O PSD foi assediado tanto por Lula como por Bolsonaro para compor o arco de alianças de cada uma dessas candidaturas, mas o senhor acabou não apoiando oficialmente nenhum dos dois. Por quê?
Porque o projeto do partido era ter uma candidatura própria. É muito importante que nas eleições os partidos se apresentem com candidatos próprios, que levem a imagem e as propostas da legenda adiante. E nos esforçamos muito para que tivéssemos um candidato. O nome natural seria o Rodrigo Pacheco, que se filiou ao PSD e se elegeu presidente do Senado. Criamos circunstâncias que poderiam favorecer sua candidatura, mas no momento em que ele entendeu que a sua posição como presidente do Senado era mais importante para o Brasil do que como pré-candidato, nos esforçamos para viabilizar outra candidatura e fizemos um convite para o Eduardo Leite, que não aceitou a missão. Na impossibilidade de ter uma candidatura própria, o caminho natural seria a neutralidade, já que o partido estava dividido ao meio entre apoiar Lula ou Bolsonaro.

O senhor acha que tanto Lula como Bolsonaro não são boas opções para o País?
O PSD entendia que era importante apresentar uma alternativa e que o caminho não era nem um e nem outro. Agora no segundo turno, evidentemente, vamos nos posicionar entre um e outro, mas no primeiro turno qualquer manifestação seria até inadequada, em especial vindo do presidente de um partido que precisa se preservar para manter sua unidade. Afinal, fizemos uma pesquisa entre os diretórios estaduais e metade queria um e a outra metade o outro. No segundo turno, contudo, vamos escolher um dos dois.

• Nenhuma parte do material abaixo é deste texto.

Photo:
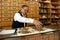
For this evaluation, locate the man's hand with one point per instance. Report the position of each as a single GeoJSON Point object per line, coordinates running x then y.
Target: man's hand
{"type": "Point", "coordinates": [38, 24]}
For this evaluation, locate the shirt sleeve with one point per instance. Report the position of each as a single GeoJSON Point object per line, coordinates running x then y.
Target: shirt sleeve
{"type": "Point", "coordinates": [19, 18]}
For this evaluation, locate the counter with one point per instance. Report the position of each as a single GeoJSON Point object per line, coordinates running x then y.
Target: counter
{"type": "Point", "coordinates": [32, 36]}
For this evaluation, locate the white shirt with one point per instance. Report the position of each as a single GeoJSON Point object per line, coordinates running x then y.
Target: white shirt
{"type": "Point", "coordinates": [19, 18]}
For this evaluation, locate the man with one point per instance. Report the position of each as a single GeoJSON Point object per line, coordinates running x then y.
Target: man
{"type": "Point", "coordinates": [20, 19]}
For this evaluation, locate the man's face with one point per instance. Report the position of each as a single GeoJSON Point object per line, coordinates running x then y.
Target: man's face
{"type": "Point", "coordinates": [25, 10]}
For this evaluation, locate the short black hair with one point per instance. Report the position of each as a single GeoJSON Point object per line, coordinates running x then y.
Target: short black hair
{"type": "Point", "coordinates": [24, 6]}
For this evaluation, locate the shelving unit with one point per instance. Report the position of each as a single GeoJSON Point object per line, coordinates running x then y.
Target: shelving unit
{"type": "Point", "coordinates": [50, 13]}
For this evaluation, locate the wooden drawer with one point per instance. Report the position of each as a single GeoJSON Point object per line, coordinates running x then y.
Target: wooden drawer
{"type": "Point", "coordinates": [5, 19]}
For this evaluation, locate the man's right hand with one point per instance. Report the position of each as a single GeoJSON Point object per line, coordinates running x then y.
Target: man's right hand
{"type": "Point", "coordinates": [38, 24]}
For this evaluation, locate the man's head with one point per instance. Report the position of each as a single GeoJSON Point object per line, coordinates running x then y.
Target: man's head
{"type": "Point", "coordinates": [24, 9]}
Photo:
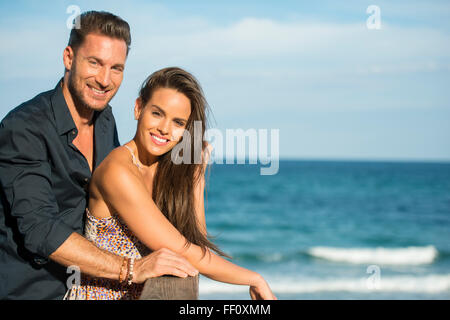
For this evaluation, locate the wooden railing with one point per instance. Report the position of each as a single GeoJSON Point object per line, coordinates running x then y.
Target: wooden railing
{"type": "Point", "coordinates": [170, 288]}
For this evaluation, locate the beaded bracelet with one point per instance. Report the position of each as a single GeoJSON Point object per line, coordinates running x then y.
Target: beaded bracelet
{"type": "Point", "coordinates": [130, 271]}
{"type": "Point", "coordinates": [123, 267]}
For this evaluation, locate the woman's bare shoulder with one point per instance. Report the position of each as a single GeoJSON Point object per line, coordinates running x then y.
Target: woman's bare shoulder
{"type": "Point", "coordinates": [118, 162]}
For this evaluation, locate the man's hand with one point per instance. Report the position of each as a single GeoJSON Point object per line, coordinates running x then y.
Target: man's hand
{"type": "Point", "coordinates": [161, 262]}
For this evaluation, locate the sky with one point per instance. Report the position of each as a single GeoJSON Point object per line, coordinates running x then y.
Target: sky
{"type": "Point", "coordinates": [335, 88]}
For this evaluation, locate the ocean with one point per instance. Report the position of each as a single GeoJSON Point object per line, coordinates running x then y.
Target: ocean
{"type": "Point", "coordinates": [334, 229]}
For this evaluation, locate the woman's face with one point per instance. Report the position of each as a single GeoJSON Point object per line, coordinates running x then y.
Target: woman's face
{"type": "Point", "coordinates": [162, 121]}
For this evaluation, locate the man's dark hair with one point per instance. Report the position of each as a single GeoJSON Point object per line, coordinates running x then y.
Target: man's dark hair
{"type": "Point", "coordinates": [99, 22]}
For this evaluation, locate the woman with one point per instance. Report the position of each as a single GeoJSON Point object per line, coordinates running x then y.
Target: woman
{"type": "Point", "coordinates": [141, 200]}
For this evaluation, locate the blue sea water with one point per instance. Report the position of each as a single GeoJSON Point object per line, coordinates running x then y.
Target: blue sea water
{"type": "Point", "coordinates": [334, 230]}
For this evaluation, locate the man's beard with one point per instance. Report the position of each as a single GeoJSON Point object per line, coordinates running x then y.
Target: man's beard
{"type": "Point", "coordinates": [78, 99]}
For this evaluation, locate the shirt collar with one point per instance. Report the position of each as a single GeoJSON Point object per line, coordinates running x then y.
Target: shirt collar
{"type": "Point", "coordinates": [63, 118]}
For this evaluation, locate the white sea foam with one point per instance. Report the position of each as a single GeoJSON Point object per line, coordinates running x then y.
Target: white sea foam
{"type": "Point", "coordinates": [410, 284]}
{"type": "Point", "coordinates": [382, 256]}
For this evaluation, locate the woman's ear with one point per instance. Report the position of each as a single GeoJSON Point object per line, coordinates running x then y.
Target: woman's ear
{"type": "Point", "coordinates": [137, 108]}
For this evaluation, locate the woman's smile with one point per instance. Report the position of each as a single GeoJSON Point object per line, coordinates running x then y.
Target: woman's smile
{"type": "Point", "coordinates": [158, 140]}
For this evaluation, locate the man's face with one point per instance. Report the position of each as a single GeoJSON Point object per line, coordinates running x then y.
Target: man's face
{"type": "Point", "coordinates": [96, 70]}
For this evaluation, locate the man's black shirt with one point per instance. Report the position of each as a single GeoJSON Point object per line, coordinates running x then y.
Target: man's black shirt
{"type": "Point", "coordinates": [43, 188]}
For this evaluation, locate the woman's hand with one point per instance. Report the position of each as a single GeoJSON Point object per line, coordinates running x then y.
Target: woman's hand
{"type": "Point", "coordinates": [261, 290]}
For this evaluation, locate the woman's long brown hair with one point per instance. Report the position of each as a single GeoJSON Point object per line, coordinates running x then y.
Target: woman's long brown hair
{"type": "Point", "coordinates": [174, 184]}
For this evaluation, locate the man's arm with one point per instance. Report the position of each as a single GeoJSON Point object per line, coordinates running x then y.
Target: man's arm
{"type": "Point", "coordinates": [25, 177]}
{"type": "Point", "coordinates": [77, 250]}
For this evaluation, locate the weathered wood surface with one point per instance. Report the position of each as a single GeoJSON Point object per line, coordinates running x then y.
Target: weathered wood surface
{"type": "Point", "coordinates": [170, 288]}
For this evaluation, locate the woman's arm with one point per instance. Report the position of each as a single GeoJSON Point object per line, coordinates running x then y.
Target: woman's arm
{"type": "Point", "coordinates": [126, 193]}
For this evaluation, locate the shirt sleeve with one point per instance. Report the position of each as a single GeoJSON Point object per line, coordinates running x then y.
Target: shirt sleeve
{"type": "Point", "coordinates": [25, 177]}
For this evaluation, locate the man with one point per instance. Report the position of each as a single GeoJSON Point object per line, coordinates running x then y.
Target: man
{"type": "Point", "coordinates": [48, 149]}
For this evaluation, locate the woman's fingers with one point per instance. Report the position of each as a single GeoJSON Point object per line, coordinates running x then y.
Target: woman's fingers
{"type": "Point", "coordinates": [161, 262]}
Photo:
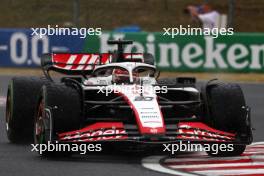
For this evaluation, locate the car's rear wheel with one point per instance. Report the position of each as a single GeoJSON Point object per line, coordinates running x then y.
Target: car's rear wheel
{"type": "Point", "coordinates": [20, 104]}
{"type": "Point", "coordinates": [59, 110]}
{"type": "Point", "coordinates": [226, 112]}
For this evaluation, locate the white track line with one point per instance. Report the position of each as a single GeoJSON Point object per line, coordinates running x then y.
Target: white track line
{"type": "Point", "coordinates": [2, 101]}
{"type": "Point", "coordinates": [231, 172]}
{"type": "Point", "coordinates": [215, 165]}
{"type": "Point", "coordinates": [152, 163]}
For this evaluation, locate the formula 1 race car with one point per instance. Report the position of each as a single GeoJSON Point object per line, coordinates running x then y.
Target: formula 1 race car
{"type": "Point", "coordinates": [117, 97]}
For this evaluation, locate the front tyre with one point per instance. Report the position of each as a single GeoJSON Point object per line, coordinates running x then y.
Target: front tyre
{"type": "Point", "coordinates": [226, 104]}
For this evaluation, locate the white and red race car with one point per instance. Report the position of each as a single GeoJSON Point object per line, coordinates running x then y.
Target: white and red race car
{"type": "Point", "coordinates": [117, 97]}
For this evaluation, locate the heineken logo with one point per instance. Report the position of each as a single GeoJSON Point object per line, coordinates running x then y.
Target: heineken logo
{"type": "Point", "coordinates": [227, 54]}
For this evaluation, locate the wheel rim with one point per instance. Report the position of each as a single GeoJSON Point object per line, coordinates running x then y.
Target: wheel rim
{"type": "Point", "coordinates": [39, 124]}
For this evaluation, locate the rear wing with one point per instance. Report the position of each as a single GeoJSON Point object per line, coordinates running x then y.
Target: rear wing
{"type": "Point", "coordinates": [81, 63]}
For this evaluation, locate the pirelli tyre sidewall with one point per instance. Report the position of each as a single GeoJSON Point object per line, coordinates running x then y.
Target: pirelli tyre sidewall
{"type": "Point", "coordinates": [225, 104]}
{"type": "Point", "coordinates": [20, 105]}
{"type": "Point", "coordinates": [58, 110]}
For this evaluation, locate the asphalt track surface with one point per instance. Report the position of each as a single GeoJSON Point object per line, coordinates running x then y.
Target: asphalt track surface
{"type": "Point", "coordinates": [19, 160]}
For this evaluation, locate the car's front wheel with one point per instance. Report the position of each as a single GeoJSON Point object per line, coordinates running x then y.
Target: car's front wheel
{"type": "Point", "coordinates": [226, 112]}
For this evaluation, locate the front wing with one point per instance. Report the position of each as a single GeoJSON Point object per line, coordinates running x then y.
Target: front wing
{"type": "Point", "coordinates": [117, 131]}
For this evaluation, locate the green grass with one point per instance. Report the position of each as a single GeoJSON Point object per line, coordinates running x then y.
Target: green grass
{"type": "Point", "coordinates": [151, 15]}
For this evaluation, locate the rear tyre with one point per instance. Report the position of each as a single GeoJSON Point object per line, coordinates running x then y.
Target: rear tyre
{"type": "Point", "coordinates": [149, 59]}
{"type": "Point", "coordinates": [59, 110]}
{"type": "Point", "coordinates": [225, 105]}
{"type": "Point", "coordinates": [20, 105]}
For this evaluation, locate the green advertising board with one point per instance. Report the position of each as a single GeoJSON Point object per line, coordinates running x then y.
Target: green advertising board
{"type": "Point", "coordinates": [241, 52]}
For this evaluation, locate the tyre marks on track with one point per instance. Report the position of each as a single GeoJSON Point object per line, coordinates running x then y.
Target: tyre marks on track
{"type": "Point", "coordinates": [199, 163]}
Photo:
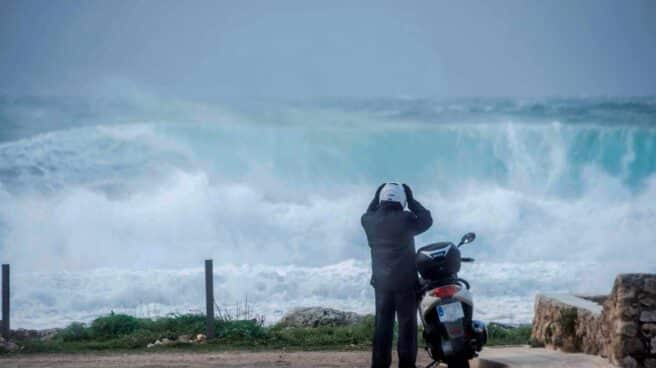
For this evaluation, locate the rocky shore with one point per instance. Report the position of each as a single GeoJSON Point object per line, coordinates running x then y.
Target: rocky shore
{"type": "Point", "coordinates": [620, 326]}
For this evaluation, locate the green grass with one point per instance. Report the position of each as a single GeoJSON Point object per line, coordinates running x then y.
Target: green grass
{"type": "Point", "coordinates": [498, 335]}
{"type": "Point", "coordinates": [122, 332]}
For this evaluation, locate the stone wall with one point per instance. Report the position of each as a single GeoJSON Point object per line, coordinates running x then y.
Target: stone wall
{"type": "Point", "coordinates": [623, 329]}
{"type": "Point", "coordinates": [568, 323]}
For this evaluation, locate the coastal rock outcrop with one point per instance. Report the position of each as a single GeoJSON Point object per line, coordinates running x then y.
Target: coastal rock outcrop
{"type": "Point", "coordinates": [319, 316]}
{"type": "Point", "coordinates": [621, 327]}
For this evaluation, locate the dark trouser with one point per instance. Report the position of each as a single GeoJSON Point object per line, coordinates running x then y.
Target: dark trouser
{"type": "Point", "coordinates": [404, 305]}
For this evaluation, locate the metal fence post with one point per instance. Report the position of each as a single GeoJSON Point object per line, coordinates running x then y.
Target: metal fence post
{"type": "Point", "coordinates": [5, 301]}
{"type": "Point", "coordinates": [209, 297]}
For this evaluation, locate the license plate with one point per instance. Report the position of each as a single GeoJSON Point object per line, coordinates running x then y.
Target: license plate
{"type": "Point", "coordinates": [450, 312]}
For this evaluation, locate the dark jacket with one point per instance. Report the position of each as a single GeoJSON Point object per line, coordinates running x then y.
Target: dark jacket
{"type": "Point", "coordinates": [390, 232]}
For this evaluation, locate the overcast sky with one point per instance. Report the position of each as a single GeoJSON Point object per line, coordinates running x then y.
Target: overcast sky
{"type": "Point", "coordinates": [205, 49]}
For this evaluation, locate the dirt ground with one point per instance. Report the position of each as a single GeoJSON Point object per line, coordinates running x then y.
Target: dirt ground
{"type": "Point", "coordinates": [491, 358]}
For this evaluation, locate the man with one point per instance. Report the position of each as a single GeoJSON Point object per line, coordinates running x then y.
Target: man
{"type": "Point", "coordinates": [390, 231]}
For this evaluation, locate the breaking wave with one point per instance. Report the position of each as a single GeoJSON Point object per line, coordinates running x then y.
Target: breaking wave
{"type": "Point", "coordinates": [120, 207]}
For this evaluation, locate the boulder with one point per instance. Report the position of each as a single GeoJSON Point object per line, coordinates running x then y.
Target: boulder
{"type": "Point", "coordinates": [319, 316]}
{"type": "Point", "coordinates": [623, 329]}
{"type": "Point", "coordinates": [185, 339]}
{"type": "Point", "coordinates": [567, 322]}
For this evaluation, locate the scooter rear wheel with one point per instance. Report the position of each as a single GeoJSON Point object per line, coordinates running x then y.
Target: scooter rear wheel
{"type": "Point", "coordinates": [458, 363]}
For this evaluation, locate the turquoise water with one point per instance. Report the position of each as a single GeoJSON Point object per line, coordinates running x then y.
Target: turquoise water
{"type": "Point", "coordinates": [561, 193]}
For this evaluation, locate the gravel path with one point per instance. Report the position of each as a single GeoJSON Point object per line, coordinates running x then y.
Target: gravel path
{"type": "Point", "coordinates": [491, 358]}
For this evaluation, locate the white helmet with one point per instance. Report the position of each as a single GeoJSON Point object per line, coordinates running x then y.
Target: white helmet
{"type": "Point", "coordinates": [393, 192]}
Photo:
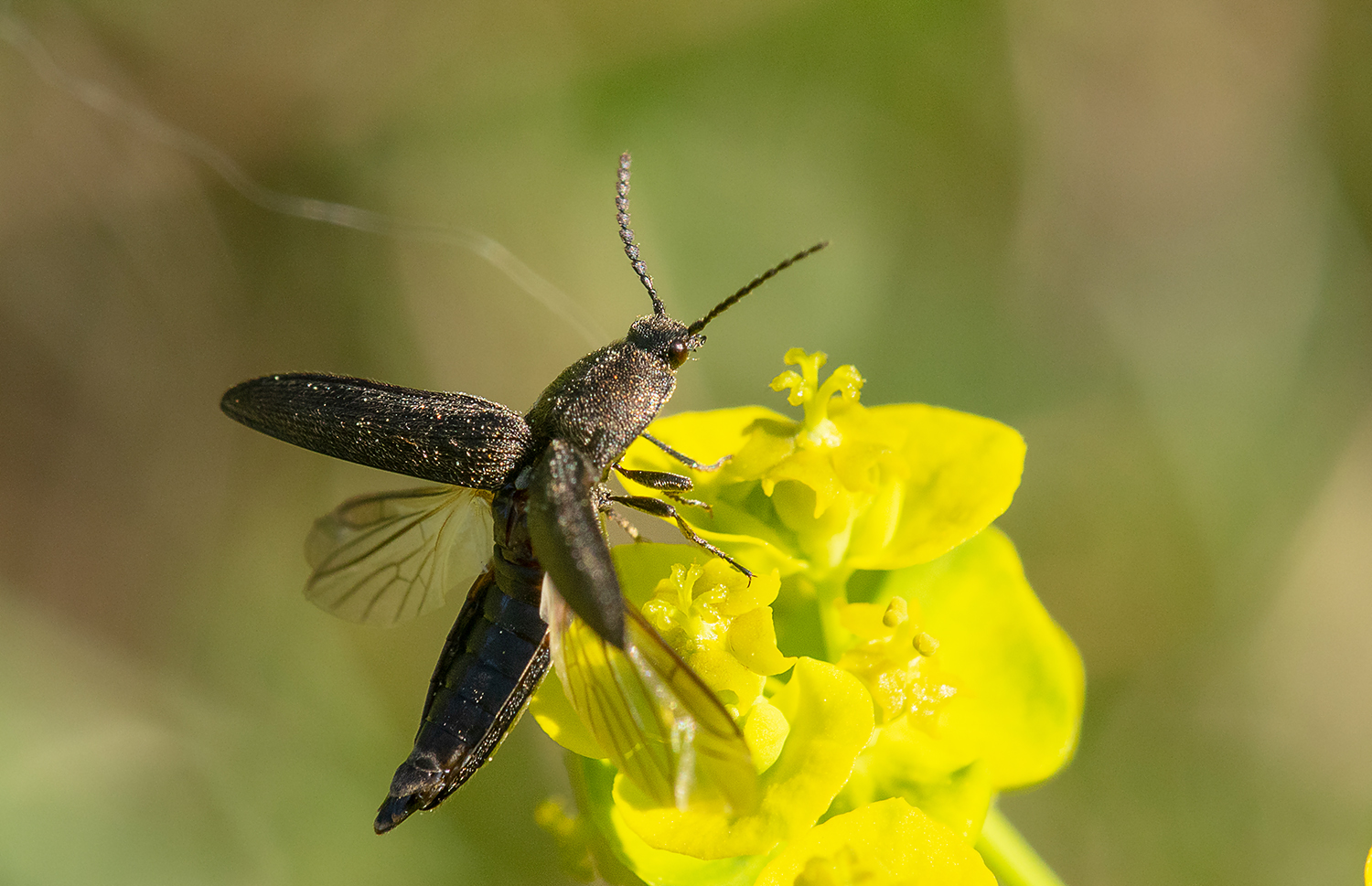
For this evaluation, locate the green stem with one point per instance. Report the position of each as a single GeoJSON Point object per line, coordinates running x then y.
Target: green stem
{"type": "Point", "coordinates": [1010, 856]}
{"type": "Point", "coordinates": [831, 592]}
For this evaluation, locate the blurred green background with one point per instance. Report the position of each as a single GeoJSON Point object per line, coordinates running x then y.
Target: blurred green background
{"type": "Point", "coordinates": [1138, 232]}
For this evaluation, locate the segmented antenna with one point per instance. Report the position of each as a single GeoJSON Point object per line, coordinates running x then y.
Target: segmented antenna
{"type": "Point", "coordinates": [627, 235]}
{"type": "Point", "coordinates": [756, 282]}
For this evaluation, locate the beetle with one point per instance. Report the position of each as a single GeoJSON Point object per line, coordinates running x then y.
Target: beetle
{"type": "Point", "coordinates": [519, 516]}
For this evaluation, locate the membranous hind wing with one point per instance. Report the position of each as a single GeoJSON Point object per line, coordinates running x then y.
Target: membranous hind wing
{"type": "Point", "coordinates": [445, 438]}
{"type": "Point", "coordinates": [389, 557]}
{"type": "Point", "coordinates": [656, 719]}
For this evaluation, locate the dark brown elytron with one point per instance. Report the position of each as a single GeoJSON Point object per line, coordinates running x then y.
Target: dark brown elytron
{"type": "Point", "coordinates": [521, 499]}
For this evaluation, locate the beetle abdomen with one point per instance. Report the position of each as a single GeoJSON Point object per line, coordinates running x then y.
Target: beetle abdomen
{"type": "Point", "coordinates": [493, 660]}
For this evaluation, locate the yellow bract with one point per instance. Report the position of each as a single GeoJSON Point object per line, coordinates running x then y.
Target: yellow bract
{"type": "Point", "coordinates": [847, 487]}
{"type": "Point", "coordinates": [884, 844]}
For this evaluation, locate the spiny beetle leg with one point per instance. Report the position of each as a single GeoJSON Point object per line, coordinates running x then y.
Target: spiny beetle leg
{"type": "Point", "coordinates": [693, 502]}
{"type": "Point", "coordinates": [664, 510]}
{"type": "Point", "coordinates": [659, 480]}
{"type": "Point", "coordinates": [686, 460]}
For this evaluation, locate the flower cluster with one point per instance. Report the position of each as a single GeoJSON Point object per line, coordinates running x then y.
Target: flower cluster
{"type": "Point", "coordinates": [889, 667]}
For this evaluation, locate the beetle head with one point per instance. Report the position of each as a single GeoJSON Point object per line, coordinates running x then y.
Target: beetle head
{"type": "Point", "coordinates": [664, 337]}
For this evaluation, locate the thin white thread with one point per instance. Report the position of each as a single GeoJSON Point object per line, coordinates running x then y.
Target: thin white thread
{"type": "Point", "coordinates": [103, 101]}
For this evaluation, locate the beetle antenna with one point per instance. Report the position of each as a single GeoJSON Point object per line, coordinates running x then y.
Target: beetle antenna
{"type": "Point", "coordinates": [756, 282]}
{"type": "Point", "coordinates": [627, 235]}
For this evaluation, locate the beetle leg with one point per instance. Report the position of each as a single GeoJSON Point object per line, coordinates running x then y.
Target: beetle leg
{"type": "Point", "coordinates": [666, 483]}
{"type": "Point", "coordinates": [659, 480]}
{"type": "Point", "coordinates": [661, 509]}
{"type": "Point", "coordinates": [623, 524]}
{"type": "Point", "coordinates": [686, 460]}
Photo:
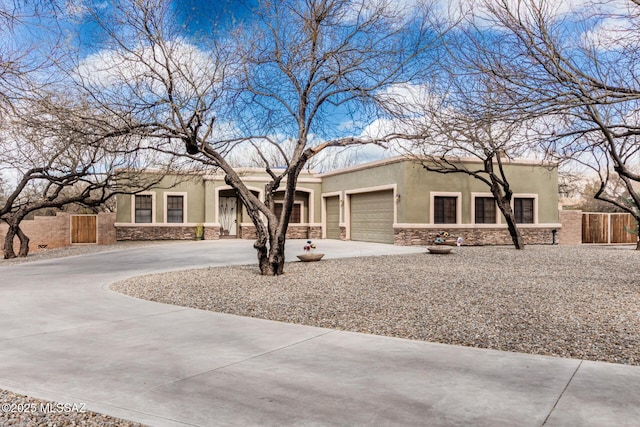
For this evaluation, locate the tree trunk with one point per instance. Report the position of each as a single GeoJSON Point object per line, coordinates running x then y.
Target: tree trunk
{"type": "Point", "coordinates": [271, 257]}
{"type": "Point", "coordinates": [507, 212]}
{"type": "Point", "coordinates": [24, 243]}
{"type": "Point", "coordinates": [8, 243]}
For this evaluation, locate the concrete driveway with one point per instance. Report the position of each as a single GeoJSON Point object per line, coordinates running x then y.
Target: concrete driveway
{"type": "Point", "coordinates": [64, 336]}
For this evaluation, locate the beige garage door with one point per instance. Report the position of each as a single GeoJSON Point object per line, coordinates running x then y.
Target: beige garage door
{"type": "Point", "coordinates": [372, 217]}
{"type": "Point", "coordinates": [333, 217]}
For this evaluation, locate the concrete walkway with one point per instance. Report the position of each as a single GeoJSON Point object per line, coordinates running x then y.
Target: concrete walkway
{"type": "Point", "coordinates": [64, 336]}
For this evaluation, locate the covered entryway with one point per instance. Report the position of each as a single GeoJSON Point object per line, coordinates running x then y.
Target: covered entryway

Entre os dois, qual deles têm maiores possibilidades de recolocar o País no rumo do desenvolvimento?
Olha, eu sou um democrata. Acredito na democracia. Sei da importância das eleições e, portanto, quem ganhar terá, da nossa parte, todo apoio para que se retome o desenvolvimento, e terá também toda a nossa oposição para aquilo que não contribuir para o desenvolvimento do País.

No início da campanha, o senhor chegou a estar mais próximo de Lula e inclusive compareceu ao jantar organizado pelo grupo Prerrogativas em apoio a ele. Todos os presidentes dos partidos presentes fizeram uma foto com ele. Por que o senhor preferiu não aparecer na foto?
O jantar foi uma homenagem ao ex-presidente e eu participei. A foto foi dos líderes dos partidos que estavam apoiando sua candidatura e o PSD não estava apoiando. De uma maneira educada não participei da foto. Mas o meu respeito ao ex-presidente ficou claro com meu comparecimento ao jantar e nos encontros frequentes que eu tenho tido com ele.

Todos os diretórios estaduais do PSD chegaram a responder a uma pesquisa sobre a preferência entre Lula e Bolsonaro e não houve consenso?
Exatamente, essa é a razão da posição de neutralidade do partido. A consulta feita deu um resultado mostrando que o partido estava rigorosamente dividido. Uma parte preferindo o caminho para a esquerda e a outra parte optando pelo caminho para a direita. Hoje temos o governador Ratinho (PR), apoiando Bolsonaro, e temos o Alexandre Kalil (MG), apoiando Lula.

Em um eventual segundo turno, o senhor pretende consultar os diretórios novamente sobre o apoio a Lula ou a Bolsonaro?
Sim, mas tudo tem seu prazo. No primeiro turno tudo é mais lento. No segundo turno, ouviremos governadores eleitos, as novas bancadas de deputados e dos senadores para tormarmos uma posição com a maior unidade possível. Qualquer manifestação minha agora seria totalmente inadequada. No momento certo nós vamos ter essa discussão, que será bastante rápida e será feita no intervalo de um turno para o outro. Mas jamais iniciaríamos essa discussão agora.